La Teología como espectáculo
En el mundo del relativismo, sometido al acecho constante de los medios de comunicación y fascinado por lo que aparentemente es “nuevo”, lo que gusta, lo que interesa de momento- no hay ningún afán de permanencia – es el espectáculo: lo que divierte, atrae, asombra o incluso escandaliza.
Escuchaba hace poco la enorme cantidad de millones de euros que una escritora ha ingresado en solo un año por los derechos de autor de una novela supuestamente “espectacular”. Parece que sin “sombras” - sean las que sean – no hay dinero. No tanto dinero.
Esta tentación de notoriedad, de espectacularidad, puede planear sobre la mente de los teólogos y teólogas. Máxime en un país como el nuestro, en el que los estudios de Teología no aseguran mínimamente el sustento, al no existir cátedras de la materia en las Universidades del Estado y al verse reducidas al límite incluso las plazas de enseñanza de la Religión en escuelas e Institutos.
¿Cómo ser un teólogo famoso? ¿Cómo ver reconocida la propia excelencia o compensada de alguna manera la conciencia de la escasa excelencia propia? Hay una vía dolorosa, difícil de transitar: El camino del trabajo, del esfuerzo, del ir sumando poco a poco estudios y publicaciones. No se garantiza el éxito.
Hay otra vía, una especie de atajo: Crear espectáculo. Ser continuamente noticia. Con la esperanza de alcanzar la fama, aunque sea efímera. Y es verdad que la fama, salvo para los verdaderamente inmortales, siempre es efímera.

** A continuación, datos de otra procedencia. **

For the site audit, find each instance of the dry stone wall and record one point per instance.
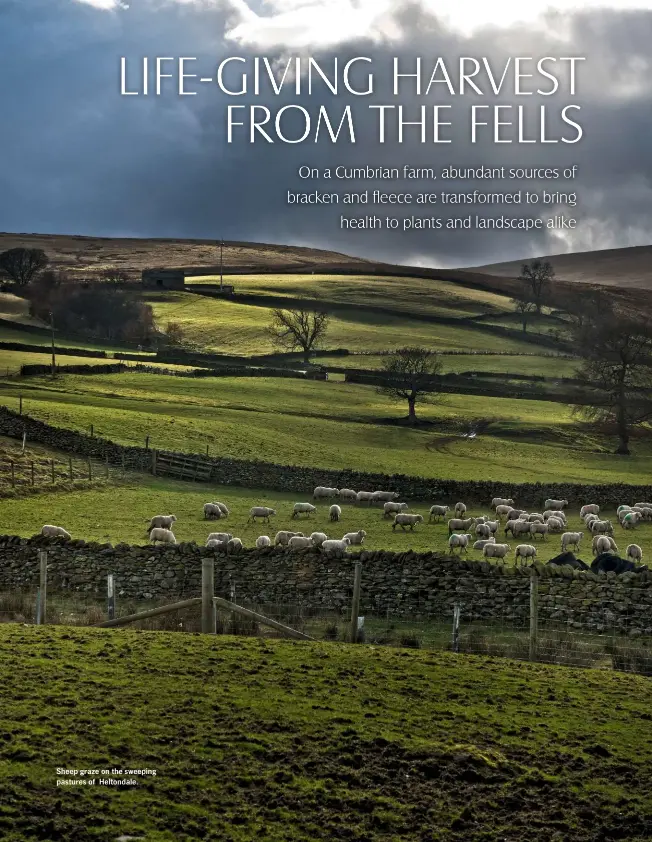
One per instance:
(402, 584)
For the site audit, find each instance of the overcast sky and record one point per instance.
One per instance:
(77, 157)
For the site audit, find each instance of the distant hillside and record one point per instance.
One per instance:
(626, 267)
(93, 254)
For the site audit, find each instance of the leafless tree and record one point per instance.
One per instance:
(411, 374)
(536, 277)
(302, 329)
(21, 265)
(617, 362)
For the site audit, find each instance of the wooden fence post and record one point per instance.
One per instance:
(41, 606)
(355, 604)
(534, 615)
(110, 596)
(207, 594)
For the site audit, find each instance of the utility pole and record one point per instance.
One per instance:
(54, 359)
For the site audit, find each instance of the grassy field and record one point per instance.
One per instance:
(269, 740)
(331, 425)
(219, 325)
(118, 513)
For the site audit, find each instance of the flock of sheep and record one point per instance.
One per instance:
(517, 522)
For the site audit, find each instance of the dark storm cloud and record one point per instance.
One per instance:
(76, 157)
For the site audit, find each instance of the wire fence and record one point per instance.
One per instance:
(540, 625)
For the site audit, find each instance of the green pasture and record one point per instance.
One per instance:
(120, 512)
(332, 425)
(269, 740)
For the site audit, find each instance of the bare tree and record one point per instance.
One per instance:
(617, 354)
(411, 374)
(536, 277)
(302, 329)
(22, 264)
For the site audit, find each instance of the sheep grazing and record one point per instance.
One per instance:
(591, 509)
(212, 511)
(437, 512)
(480, 545)
(303, 509)
(392, 508)
(322, 493)
(502, 501)
(164, 521)
(456, 524)
(282, 538)
(383, 496)
(491, 550)
(555, 504)
(356, 538)
(364, 497)
(537, 528)
(49, 531)
(525, 551)
(459, 542)
(348, 495)
(164, 536)
(335, 549)
(222, 537)
(404, 520)
(601, 544)
(571, 539)
(260, 511)
(299, 543)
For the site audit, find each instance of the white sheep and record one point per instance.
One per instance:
(321, 492)
(634, 553)
(501, 501)
(49, 531)
(459, 542)
(457, 524)
(356, 538)
(591, 509)
(555, 504)
(299, 543)
(219, 536)
(364, 497)
(335, 549)
(164, 521)
(348, 495)
(495, 550)
(284, 536)
(303, 508)
(437, 512)
(165, 536)
(601, 544)
(384, 496)
(392, 508)
(525, 551)
(260, 511)
(571, 539)
(480, 545)
(212, 511)
(402, 519)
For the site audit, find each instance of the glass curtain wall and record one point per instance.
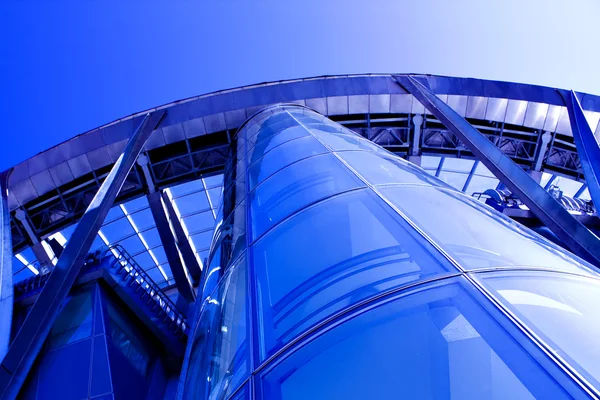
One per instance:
(339, 270)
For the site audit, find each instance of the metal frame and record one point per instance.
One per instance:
(587, 145)
(6, 272)
(180, 274)
(570, 231)
(181, 239)
(30, 338)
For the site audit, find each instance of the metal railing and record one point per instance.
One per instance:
(127, 268)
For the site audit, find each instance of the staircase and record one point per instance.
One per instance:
(135, 288)
(133, 279)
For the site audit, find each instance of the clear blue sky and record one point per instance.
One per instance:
(67, 68)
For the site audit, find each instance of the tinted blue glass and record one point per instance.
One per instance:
(297, 186)
(271, 142)
(219, 362)
(329, 257)
(338, 141)
(282, 156)
(436, 343)
(74, 321)
(477, 236)
(242, 394)
(560, 308)
(379, 168)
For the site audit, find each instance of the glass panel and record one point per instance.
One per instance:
(329, 257)
(436, 343)
(127, 339)
(133, 245)
(187, 188)
(430, 162)
(215, 180)
(74, 321)
(344, 142)
(561, 309)
(568, 186)
(480, 184)
(476, 236)
(283, 156)
(156, 275)
(137, 204)
(152, 238)
(215, 196)
(219, 361)
(192, 203)
(270, 143)
(483, 171)
(160, 255)
(585, 195)
(378, 168)
(199, 222)
(455, 179)
(457, 164)
(143, 219)
(144, 260)
(545, 178)
(117, 230)
(297, 186)
(113, 214)
(202, 240)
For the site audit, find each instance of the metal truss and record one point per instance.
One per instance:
(194, 158)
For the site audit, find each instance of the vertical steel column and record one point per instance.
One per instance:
(536, 172)
(28, 342)
(6, 285)
(188, 255)
(182, 281)
(415, 151)
(570, 231)
(587, 145)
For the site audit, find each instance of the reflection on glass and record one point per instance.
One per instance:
(297, 186)
(127, 339)
(380, 168)
(329, 257)
(437, 343)
(74, 321)
(283, 156)
(561, 309)
(219, 362)
(474, 235)
(338, 141)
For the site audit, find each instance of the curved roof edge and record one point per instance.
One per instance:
(194, 119)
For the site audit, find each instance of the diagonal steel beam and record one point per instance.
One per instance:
(587, 145)
(183, 243)
(6, 284)
(576, 236)
(182, 281)
(30, 338)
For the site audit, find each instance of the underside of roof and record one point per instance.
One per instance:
(188, 153)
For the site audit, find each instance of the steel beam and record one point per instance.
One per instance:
(6, 284)
(470, 177)
(40, 253)
(587, 145)
(576, 236)
(182, 280)
(189, 257)
(32, 334)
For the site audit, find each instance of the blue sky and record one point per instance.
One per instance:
(70, 67)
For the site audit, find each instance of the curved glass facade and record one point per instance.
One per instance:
(339, 270)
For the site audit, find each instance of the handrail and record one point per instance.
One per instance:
(125, 260)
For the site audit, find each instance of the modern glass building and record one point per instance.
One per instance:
(348, 237)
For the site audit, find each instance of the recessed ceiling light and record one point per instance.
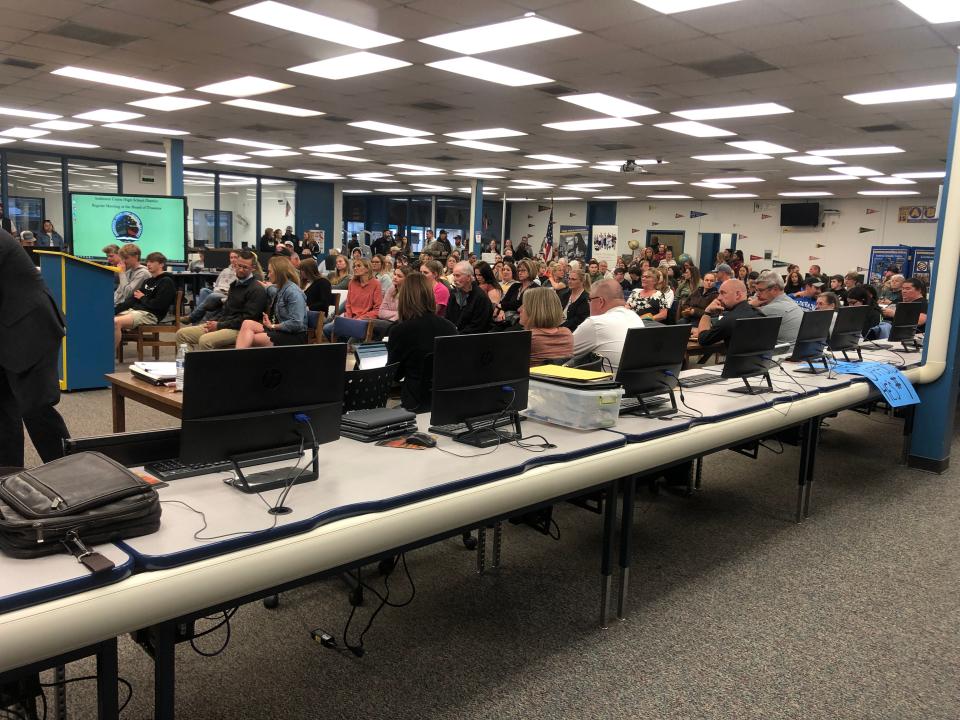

Un teólogo excelente, pongamos Joseph Ratzinger, es aquel que destaca por la capacidad de profundizar en los misterios de la fe, esclareciendo su mutua conexión. Asimismo, es aquel capaz de ilustrar la analogía de esos misterios con las realidades naturales, haciendo así que los misterios resulten, en cierto modo, comprensibles. Es aquel, en suma, que logra que estos contenidos que provienen de la Revelación iluminen, abran un horizonte, a la vida y a la esperanza de los hombres.